It’s that time of year when I get to say we used to look like this:
And now we look like this:
Still smiling like goons.
Today marks the end of our first decade together. 10 years ago we set out on a snowy morning towards a church in Hove. Family and friends waited in the freezing cold to watch us say/cry to each other that this was it. The end of two separate stories. The start of another story together.
All the way through our very short engagement I had the image in my mind of us in a waiting room, one side made up of glass. Through that glass we could see out across a new world, hills, valleys, forests, mountains, rivers and lakes stretched out before us. The room had two doors. One back to the world we had come from and one forward into this new one. The forward door had a time lock on it counting down to December 19th 2009.
On that day 10 years ago we made big promises to each other as we opened the door to the future. For better or worse. Richer or poorer. In sickness and in health we would love and be for each other. We gave ourselves to each other. All that we have. For the other. We stepped through the door and entered this new land.
And what a land it has been. Full of wonder, sunlight streaming down, full of laughing, hoping and dreaming as we’ve walked through it together. And full of raging storms, endless fog, trudging weary moments. Full of waiting for each other when it got too hard, full of being joined by two small companions in the journey.
The land feels deeper and more real the more we have meandered through it together. The more we explore, the more we see how big it is. The more we journey together the more we see the depths and richness of each other.
I love this companion of mine. I am in awe of how we were joined together all those years ago. I am amazed that out of situations of lack and little hope that his hand found its way into mine. I am so deeply grateful for the ways journeying with him has changed me. I love his influence on my life, the ways he cares and encourages me to flourish.

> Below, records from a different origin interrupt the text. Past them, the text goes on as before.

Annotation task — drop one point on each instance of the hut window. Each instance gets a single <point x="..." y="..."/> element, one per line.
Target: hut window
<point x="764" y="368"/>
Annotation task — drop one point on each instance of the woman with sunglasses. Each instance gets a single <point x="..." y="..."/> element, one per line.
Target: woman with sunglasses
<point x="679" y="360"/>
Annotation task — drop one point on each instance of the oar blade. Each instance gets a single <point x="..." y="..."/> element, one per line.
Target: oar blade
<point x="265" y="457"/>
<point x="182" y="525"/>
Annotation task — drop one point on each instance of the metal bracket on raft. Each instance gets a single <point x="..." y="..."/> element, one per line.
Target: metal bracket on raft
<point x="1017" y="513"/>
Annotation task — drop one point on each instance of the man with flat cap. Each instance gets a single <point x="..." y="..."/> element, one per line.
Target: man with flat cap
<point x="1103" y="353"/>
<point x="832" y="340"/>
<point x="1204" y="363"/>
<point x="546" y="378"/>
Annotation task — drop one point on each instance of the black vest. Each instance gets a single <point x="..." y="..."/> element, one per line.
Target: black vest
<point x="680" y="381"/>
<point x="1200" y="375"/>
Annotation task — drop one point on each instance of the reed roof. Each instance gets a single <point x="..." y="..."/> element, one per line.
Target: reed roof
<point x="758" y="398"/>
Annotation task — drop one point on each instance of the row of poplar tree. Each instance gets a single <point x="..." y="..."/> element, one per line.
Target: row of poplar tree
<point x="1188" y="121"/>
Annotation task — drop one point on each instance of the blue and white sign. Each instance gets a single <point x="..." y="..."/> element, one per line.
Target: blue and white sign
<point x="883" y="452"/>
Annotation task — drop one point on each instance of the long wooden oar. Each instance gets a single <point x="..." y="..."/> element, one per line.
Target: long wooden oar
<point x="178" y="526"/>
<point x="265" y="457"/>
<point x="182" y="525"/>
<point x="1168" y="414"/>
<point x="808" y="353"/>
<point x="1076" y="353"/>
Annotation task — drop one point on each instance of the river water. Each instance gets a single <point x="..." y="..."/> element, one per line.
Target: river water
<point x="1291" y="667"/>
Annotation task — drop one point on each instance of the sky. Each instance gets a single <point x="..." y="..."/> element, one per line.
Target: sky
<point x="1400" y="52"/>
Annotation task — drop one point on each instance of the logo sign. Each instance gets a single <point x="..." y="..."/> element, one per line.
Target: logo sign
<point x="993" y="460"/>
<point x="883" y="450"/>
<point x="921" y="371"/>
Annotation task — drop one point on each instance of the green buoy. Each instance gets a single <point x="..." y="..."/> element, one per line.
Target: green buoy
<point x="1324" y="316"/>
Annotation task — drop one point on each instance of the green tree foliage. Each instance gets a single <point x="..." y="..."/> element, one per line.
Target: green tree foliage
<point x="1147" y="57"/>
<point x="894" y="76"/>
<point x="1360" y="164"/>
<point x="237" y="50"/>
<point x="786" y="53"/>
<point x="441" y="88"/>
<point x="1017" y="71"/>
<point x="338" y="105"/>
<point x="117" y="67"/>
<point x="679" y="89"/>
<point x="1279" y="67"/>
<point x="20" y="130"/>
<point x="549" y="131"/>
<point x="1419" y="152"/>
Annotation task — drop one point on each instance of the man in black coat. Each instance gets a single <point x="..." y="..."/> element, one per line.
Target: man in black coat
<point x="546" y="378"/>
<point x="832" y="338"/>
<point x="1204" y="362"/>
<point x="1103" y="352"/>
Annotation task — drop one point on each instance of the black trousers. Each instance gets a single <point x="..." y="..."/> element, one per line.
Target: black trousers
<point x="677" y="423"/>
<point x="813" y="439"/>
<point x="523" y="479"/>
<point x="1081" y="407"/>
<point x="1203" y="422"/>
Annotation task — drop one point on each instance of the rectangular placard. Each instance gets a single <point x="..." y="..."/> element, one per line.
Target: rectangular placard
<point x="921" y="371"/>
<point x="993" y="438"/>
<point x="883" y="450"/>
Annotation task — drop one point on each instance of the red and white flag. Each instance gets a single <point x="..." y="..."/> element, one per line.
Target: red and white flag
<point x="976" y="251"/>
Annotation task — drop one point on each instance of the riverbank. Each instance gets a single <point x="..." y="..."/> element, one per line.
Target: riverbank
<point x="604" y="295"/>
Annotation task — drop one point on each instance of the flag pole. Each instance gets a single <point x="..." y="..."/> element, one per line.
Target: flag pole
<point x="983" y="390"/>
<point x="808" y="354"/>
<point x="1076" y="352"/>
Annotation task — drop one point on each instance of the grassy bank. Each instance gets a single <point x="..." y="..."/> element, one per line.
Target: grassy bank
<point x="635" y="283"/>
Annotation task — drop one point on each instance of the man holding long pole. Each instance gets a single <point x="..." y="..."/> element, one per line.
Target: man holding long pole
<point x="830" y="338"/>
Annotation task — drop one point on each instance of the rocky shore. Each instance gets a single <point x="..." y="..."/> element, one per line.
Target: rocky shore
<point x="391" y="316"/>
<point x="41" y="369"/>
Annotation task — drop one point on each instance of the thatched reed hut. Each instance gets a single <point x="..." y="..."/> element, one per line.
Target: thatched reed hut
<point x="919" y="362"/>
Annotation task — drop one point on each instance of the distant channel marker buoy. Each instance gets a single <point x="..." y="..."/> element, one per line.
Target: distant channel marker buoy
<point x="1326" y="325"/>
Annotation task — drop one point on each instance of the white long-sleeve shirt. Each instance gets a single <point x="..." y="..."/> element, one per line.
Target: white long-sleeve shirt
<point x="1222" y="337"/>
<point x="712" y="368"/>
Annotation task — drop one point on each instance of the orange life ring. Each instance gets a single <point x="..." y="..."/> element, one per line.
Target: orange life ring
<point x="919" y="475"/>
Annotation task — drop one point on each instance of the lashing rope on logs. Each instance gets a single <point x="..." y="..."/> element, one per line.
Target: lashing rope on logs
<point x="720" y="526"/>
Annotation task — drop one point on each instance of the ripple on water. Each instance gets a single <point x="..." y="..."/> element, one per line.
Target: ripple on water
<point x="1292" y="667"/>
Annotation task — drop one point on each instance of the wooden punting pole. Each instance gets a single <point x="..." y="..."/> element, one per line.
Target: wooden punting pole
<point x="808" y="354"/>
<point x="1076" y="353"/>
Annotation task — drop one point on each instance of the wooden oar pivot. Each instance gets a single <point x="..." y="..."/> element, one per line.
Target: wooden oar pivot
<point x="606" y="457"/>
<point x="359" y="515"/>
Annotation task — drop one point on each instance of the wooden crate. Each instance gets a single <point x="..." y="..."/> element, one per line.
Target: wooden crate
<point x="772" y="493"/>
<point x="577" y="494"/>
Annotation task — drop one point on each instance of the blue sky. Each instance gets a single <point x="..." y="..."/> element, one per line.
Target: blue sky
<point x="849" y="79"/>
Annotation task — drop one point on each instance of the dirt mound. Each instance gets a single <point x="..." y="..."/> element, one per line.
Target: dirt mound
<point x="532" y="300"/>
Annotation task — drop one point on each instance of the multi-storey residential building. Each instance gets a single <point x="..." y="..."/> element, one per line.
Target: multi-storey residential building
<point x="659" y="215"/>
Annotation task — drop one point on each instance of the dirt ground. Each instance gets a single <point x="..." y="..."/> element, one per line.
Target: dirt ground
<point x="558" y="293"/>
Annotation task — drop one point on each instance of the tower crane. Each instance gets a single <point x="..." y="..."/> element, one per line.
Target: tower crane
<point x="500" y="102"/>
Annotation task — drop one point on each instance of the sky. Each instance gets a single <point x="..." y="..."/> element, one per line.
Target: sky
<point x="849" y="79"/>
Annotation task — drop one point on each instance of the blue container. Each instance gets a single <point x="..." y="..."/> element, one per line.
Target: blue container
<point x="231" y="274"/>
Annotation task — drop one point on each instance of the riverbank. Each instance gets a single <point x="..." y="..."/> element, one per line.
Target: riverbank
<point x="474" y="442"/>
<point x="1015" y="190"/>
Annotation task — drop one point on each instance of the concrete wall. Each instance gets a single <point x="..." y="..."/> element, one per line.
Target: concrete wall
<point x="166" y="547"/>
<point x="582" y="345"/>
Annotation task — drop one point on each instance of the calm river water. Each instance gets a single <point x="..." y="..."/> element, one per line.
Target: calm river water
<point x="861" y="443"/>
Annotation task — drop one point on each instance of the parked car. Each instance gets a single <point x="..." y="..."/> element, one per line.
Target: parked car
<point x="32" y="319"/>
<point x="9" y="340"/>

I love his generous caring heart. I love his bouncy brain which loves new things and I love his deep need for routine and the safety of home. I love the complexity which makes him him. I love the way he helps make us more than the sum of just one plus one. I love his ridiculous sense of humour. I love his warmth, his optimism and his beautiful face.
I love that we are working on this life together. I love being team with him and I’m still in for winning the fight to be for each other. I feel like I’ve benefitted enormously from his energy in helping me own my voice, be more who I am each day and honouring me for who I am. I hope I do some of the same for him.
I love that our Maker brought us together, I have no other explanation for the bizarre way we met and the ways love was born. I love, and know, that our Maker has helped us love and hold on to each other in the ups and downs of these years.
I could say more but this is probably enough for you to get the idea that I’m very grateful for the last decade of our lives together and immensely glad of the next one ahead of us.
I’ll leave you with a somewhat left field choice of song to sum up my feelings at the moment. Teo Torriatte by Queen. It’s a song I’ve been replaying over and over again this year. It’s last chorus pretty much sums up all I feel.
“Let us cling together as the years go by, oh my love my love, in the quiet of the night, let our candle always burn, let us never lose the lessons we have learnt”.
Lots of the last few years have felt like clinging on in the quiet of the night and I think we are better for it. This song also has big wondrous loud choruses which express that the clinging sung about is full of joy and gladness. I too am full of joy and gladness because of the last 10 years of being married to my favourite and best. So raise your glasses to the lovely husbandface and here’s to the next 10 years.
Full disclosure: We also irritate each other, get grumpy, still have no idea how to manage or indeed have conflict and could do with many lessons on how to communicate. But he’s mine and I’m his and onward we go.